Ep. 348 Crossover: Adam Haman Asks Bob Murphy All About Money
In another crossover episode with Adam Haman, Bob fields questions–both novice and expert level–on money, through the lens of the Austrian School. They cover the regression theorem, the status of Bitcoin, and the proposal for a trillion dollar platinum coin.
Mentioned in the Episode and Other Links of Interest:
- The YouTube version of this interview.
- Murphy explanation of Mises’ regression theorem.
- Murphy and Barta pamphlet on Bitcoin.
- Murphy article on Graeber’s critique of Menger.
- Haman Nature
- Details for the 2024 ExPat Money Summit.
- Help support the Bob Murphy Show.
The reason some Austrians dismissed bitcoin (or still dismiss bitcoin to this day) is because they’re missing George Soros’s notion reflexivity:
Mises’s regression theorem explains how money emerges automatically from barter.
After money barter occurs, the people have gained abilities they didn’t have in pre-money barter.
During money barter, a subset of people decided to create the field of economics to study what is going on and eventually discovered subjective ordinal marginal utility and the regression theorem.
After the regression theorem was discovered, a subset of people decided to engineer a money from scratch, such that if it were adopted, has better properties than the currently existing money with no other use value except as a better money.

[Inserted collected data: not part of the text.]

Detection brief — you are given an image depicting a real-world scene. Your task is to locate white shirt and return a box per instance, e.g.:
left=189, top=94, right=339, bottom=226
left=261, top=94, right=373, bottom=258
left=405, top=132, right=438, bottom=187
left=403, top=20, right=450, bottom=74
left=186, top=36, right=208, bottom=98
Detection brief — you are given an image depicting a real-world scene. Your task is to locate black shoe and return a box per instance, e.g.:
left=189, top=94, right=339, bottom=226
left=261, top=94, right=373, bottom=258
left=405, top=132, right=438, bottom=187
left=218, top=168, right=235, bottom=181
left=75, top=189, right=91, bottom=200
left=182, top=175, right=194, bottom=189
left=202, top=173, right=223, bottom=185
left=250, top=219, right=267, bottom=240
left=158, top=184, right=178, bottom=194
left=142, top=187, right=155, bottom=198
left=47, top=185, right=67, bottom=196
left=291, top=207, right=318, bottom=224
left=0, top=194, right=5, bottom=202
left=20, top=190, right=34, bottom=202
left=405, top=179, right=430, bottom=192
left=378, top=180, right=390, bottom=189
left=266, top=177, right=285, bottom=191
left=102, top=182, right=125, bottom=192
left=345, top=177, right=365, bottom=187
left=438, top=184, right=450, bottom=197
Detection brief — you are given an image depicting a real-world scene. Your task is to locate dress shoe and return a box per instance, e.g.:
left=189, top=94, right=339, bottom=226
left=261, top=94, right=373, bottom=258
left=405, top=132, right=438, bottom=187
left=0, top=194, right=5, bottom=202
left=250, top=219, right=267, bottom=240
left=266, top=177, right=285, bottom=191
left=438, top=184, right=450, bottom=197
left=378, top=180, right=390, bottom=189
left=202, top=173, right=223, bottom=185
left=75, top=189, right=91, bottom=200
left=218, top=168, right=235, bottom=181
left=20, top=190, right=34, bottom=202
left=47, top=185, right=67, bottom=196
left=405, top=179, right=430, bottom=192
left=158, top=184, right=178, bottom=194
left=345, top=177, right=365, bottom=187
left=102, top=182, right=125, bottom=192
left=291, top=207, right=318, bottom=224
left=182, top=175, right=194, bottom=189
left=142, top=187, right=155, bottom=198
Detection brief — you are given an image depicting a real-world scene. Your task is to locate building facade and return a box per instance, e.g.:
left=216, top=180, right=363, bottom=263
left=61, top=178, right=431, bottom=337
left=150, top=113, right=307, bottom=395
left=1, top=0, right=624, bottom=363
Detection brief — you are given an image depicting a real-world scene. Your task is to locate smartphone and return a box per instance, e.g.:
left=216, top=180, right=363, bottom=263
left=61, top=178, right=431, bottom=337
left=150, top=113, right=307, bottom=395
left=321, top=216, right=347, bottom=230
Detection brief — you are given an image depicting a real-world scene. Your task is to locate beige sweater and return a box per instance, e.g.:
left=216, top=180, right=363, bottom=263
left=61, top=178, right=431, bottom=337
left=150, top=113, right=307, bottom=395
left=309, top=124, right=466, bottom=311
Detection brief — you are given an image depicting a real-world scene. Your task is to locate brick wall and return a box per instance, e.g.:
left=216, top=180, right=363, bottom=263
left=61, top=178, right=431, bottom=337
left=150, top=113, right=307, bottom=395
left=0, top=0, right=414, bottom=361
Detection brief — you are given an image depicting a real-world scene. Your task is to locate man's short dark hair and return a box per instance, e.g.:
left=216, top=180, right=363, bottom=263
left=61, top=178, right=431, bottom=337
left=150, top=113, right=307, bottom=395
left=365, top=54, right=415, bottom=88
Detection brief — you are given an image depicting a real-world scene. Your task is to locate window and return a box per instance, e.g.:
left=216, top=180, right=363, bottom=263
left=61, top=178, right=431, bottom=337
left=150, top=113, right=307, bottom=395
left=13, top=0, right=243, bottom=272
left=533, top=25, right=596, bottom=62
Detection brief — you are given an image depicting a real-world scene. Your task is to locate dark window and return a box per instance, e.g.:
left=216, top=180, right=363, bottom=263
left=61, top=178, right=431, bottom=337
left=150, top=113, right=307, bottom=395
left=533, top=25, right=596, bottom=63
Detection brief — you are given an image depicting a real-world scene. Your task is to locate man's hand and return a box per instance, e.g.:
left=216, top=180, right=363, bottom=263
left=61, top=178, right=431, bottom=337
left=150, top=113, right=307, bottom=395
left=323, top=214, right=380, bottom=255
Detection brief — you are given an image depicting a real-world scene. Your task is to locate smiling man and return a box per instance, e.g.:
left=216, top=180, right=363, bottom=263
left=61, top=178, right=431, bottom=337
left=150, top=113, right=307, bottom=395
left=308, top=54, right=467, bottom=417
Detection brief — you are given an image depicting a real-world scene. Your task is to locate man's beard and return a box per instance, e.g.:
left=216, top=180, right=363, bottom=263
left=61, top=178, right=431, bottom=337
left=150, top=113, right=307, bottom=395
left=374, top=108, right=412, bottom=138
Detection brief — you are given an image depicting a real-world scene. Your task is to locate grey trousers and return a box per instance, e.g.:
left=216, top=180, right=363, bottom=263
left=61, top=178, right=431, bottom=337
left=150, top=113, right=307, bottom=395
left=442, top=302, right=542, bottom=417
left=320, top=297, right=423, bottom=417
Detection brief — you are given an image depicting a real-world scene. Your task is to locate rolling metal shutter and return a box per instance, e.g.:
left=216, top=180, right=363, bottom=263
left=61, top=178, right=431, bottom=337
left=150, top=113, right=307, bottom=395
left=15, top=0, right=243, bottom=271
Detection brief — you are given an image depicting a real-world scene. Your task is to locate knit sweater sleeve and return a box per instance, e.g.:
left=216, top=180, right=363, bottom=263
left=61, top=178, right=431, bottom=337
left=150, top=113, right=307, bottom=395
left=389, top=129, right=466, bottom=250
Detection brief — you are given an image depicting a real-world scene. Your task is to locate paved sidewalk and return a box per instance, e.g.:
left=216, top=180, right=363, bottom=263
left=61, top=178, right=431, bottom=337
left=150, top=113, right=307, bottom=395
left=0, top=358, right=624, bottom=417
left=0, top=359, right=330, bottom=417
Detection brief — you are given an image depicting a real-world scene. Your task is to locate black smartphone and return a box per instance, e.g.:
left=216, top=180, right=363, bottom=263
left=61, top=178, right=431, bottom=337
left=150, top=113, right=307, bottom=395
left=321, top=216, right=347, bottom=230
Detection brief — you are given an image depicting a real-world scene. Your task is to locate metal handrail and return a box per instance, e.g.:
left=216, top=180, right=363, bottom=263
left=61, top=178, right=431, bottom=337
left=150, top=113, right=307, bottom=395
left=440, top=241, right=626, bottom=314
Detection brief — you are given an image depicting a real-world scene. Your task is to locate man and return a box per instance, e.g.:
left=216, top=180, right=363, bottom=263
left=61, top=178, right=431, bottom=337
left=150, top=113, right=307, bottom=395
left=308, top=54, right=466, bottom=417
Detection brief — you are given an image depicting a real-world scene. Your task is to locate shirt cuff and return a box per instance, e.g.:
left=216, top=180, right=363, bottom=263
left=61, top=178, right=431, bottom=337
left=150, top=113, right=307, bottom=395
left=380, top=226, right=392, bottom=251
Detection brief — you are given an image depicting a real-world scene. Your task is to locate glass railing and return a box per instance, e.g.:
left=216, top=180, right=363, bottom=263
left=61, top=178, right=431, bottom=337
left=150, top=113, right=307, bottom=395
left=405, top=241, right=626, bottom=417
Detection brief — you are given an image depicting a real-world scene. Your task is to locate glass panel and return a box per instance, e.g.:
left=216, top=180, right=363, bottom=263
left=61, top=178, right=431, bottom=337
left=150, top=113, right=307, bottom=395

They just needed an arbitrary priced trade to set the whole thing in motion (e.g. the bitcoin pizza) and it would iterate around a fixed point until it trades mirroring the stock to flow of bitcoin.
The reason bitcoin was adopted is due to reflexivity, the people in pre-money barter had no knowledge of money and what it could do for you if it were adopted.
This is what the Austrians that dismiss bitcoin are missing.
Unfortunately, Bitcoin is not fungible. This is why dark net markets have all universally rejected it in favor of Monero.
“Bitcoin is not fungible” isn’t inherent to bitcoin, just the way it is currently implemented. It can be soft/hard forked into fungibility when the market decides to do it.